Following is the only case where it is hard to ensure fairness between cgroups
because of higher layer design.

- Buffered writes Vs Buffered Writes.

So to test async writes I generated lots of write traffic in two cgroups (50
fio threads) and watched the disk time statistics in respective cgroups at
the interval of 2 seconds. Thanks to ryo tsuruta for the test case.

*****************************************************************
sync
echo 3 > /proc/sys/vm/drop_caches

fio_args="--size=64m --rw=write --numjobs=50 --group_reporting"

echo $$ > /cgroup/bfqio/test1/tasks
fio $fio_args --name=test1 --directory=/mnt/sdd1/fio/ --output=/mnt/sdd1/fio/test1.log &

echo $$ > /cgroup/bfqio/test2/tasks
fio $fio_args --name=test2 --directory=/mnt/sdd2/fio/ --output=/mnt/sdd2/fio/test2.log &
*********************************************************************** 

And watched the disk time and sector statistics for the both the cgroups
every 2 seconds using a script. How is snippet from output.

test1 statistics: time=8 48 1315   sectors=8 48 55776 dq=8 48 1
test2 statistics: time=8 48 633   sectors=8 48 14720 dq=8 48 2

test1 statistics: time=8 48 5586   sectors=8 48 339064 dq=8 48 2
test2 statistics: time=8 48 2985   sectors=8 48 146656 dq=8 48 3

test1 statistics: time=8 48 9935   sectors=8 48 628728 dq=8 48 3
test2 statistics: time=8 48 5265   sectors=8 48 278688 dq=8 48 4

test1 statistics: time=8 48 14156   sectors=8 48 932488 dq=8 48 6
test2 statistics: time=8 48 7646   sectors=8 48 412704 dq=8 48 7

test1 statistics: time=8 48 18141   sectors=8 48 1231488 dq=8 48 10
test2 statistics: time=8 48 9820   sectors=8 48 548400 dq=8 48 8

test1 statistics: time=8 48 21953   sectors=8 48 1485632 dq=8 48 13
test2 statistics: time=8 48 12394   sectors=8 48 698288 dq=8 48 10

test1 statistics: time=8 48 25167   sectors=8 48 1705264 dq=8 48 13
test2 statistics: time=8 48 14042   sectors=8 48 817808 dq=8 48 10

First two fields in time and sectors statistics represent major and minor
number of the device. Third field represents disk time in milliseconds and
number of sectors transferred respectively.

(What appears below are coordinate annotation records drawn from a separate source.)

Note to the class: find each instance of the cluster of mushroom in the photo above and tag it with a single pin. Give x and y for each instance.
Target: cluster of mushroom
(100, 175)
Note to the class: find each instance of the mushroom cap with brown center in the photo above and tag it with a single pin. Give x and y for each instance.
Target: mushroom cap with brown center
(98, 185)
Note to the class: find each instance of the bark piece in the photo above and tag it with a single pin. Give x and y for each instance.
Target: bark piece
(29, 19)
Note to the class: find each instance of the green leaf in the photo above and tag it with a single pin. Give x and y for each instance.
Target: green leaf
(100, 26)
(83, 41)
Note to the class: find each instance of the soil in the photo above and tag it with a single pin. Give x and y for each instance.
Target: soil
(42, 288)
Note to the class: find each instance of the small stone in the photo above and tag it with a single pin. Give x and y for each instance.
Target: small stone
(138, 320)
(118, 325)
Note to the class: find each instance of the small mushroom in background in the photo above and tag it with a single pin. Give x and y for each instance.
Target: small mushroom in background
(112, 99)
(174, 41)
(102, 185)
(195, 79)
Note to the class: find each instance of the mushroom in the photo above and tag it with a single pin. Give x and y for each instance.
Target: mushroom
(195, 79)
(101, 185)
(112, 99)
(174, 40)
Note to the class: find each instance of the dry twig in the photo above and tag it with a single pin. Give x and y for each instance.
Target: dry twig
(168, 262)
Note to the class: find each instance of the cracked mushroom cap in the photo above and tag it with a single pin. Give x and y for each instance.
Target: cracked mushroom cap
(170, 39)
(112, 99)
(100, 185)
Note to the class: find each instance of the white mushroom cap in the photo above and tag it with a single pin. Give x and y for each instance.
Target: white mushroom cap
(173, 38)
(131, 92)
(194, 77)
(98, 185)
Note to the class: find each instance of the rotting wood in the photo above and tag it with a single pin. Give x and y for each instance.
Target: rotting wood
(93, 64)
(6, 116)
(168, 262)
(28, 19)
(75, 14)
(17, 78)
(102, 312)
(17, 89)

So disk time consumed by group1 is almost double of group2.

TODO
====
- Lots of code cleanups, testing, bug fixing, optimizations, benchmarking
  etc...

- Work on a better interface (possibly cgroup based) for configuring per
  group request descriptor limits.

- Debug and fix some of the areas like page cache where higher weight cgroup
  async writes are stuck behind lower weight cgroup async writes.